E uma particularidade, a Cédula Pessoal era preenchida por quem tinha letra bonita e perceptível.
Não me lembro bem, mas julgo que quando cheguei a Lisboa, a Santa Apolónia, com 11 anos, fui à Rua da Prata tirar fotografias na máquina photomaton e seguir para o Arquivo de Identificação na Rua de S. Paulo.

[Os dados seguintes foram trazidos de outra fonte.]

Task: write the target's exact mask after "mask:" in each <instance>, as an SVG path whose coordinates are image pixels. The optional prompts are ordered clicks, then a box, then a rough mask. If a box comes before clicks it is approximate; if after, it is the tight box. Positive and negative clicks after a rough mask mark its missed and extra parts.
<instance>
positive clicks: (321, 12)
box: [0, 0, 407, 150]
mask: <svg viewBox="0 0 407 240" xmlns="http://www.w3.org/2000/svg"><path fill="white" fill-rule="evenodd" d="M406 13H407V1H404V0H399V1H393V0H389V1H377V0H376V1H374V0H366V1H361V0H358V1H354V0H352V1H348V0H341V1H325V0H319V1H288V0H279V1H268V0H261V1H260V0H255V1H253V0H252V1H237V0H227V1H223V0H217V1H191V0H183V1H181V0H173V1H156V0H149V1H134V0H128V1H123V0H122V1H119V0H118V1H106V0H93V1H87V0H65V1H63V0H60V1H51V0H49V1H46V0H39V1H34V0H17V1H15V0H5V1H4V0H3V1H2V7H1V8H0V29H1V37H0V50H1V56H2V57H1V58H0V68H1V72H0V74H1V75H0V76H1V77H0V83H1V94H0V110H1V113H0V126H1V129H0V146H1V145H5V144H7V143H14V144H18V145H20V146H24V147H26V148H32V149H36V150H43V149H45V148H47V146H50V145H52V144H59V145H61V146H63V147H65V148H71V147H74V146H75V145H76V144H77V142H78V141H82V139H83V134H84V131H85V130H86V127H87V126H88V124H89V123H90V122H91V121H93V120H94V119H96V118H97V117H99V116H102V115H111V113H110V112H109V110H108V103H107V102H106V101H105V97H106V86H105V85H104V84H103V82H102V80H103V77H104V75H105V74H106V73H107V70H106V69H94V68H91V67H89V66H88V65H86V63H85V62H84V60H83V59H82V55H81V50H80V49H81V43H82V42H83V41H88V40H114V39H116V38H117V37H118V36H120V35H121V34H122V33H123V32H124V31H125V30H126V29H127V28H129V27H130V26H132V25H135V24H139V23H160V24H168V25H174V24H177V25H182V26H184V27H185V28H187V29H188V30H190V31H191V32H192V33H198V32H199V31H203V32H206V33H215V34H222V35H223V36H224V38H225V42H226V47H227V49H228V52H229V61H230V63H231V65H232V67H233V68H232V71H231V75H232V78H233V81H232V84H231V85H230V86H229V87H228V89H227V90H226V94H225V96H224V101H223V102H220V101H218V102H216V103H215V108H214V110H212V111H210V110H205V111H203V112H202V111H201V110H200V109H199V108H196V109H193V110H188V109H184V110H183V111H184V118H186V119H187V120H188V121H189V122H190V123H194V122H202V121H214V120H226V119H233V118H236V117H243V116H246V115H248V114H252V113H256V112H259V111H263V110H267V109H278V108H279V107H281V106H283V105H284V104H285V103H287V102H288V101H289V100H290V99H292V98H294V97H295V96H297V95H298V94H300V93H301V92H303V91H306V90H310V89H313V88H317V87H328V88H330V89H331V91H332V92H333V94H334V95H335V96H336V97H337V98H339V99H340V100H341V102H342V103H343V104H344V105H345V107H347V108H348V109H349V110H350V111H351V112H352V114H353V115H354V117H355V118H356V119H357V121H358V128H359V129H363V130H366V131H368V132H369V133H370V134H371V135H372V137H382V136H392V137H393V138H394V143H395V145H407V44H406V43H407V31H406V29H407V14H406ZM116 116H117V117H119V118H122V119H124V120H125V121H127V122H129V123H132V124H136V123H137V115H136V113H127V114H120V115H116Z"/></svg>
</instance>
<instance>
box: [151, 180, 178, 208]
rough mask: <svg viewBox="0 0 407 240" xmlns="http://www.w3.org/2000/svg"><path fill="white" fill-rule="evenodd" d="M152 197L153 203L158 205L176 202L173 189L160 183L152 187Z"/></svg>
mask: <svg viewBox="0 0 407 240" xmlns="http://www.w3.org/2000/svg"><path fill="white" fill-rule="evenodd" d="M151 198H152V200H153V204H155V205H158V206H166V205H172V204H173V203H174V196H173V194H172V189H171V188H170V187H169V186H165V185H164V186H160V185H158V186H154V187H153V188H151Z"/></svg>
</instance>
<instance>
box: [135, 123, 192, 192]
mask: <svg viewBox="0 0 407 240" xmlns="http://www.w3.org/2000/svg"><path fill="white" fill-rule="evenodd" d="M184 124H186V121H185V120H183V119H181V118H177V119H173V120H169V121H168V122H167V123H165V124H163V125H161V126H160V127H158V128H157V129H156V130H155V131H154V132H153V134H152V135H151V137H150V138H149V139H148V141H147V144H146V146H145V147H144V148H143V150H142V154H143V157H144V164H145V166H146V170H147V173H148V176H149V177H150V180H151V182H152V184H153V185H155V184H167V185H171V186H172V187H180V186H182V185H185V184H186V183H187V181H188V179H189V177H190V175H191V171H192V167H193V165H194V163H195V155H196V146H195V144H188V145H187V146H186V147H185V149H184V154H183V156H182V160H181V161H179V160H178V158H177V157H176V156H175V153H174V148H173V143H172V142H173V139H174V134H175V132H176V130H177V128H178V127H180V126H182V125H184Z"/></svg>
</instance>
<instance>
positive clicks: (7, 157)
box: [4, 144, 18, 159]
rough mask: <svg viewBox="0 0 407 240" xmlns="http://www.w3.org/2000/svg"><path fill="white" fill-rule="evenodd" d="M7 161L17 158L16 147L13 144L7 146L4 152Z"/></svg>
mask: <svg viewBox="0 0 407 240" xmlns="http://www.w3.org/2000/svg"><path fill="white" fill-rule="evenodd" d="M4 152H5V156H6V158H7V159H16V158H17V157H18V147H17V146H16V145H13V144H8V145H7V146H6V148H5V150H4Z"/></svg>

A pressa era para entregar documentação no ingresso nas Oficinas de São José, o que não veio a acontecer por ter arranjado emprego com 12 anos.
E tal como a Cédula, o BI era um caderninho com fotografia, também preenchido com letra bonita.
Eu, passado tempos, rasurei Valdemar acrescentando mais um V para ficar Waldemar, depois foi desbotando e dava barraca até ser substítuido.
Saúde da boa
Valdemar Queiroz
Era a chamada prova de caligratia e só eram admitidos a funcionários públicos (Escrivões)aqueles que a prova de caligrafia os tinham aprovado, o que deu origem a haver cursos de caligrafia. Nota: esta norma não se aplicava aos médicos.
Olá Tony
Falas no Caminho de Santiago.Talvez saibas que o Caminho Português de Santigo,passa em Águeda,tem marcação de Lisboa até Compostela.Entra no concelho por Aguada de Baixo e é utilizado por imensos peregrinos,principalmente nos meses menos chuvosos.Quase todos estrangeiros.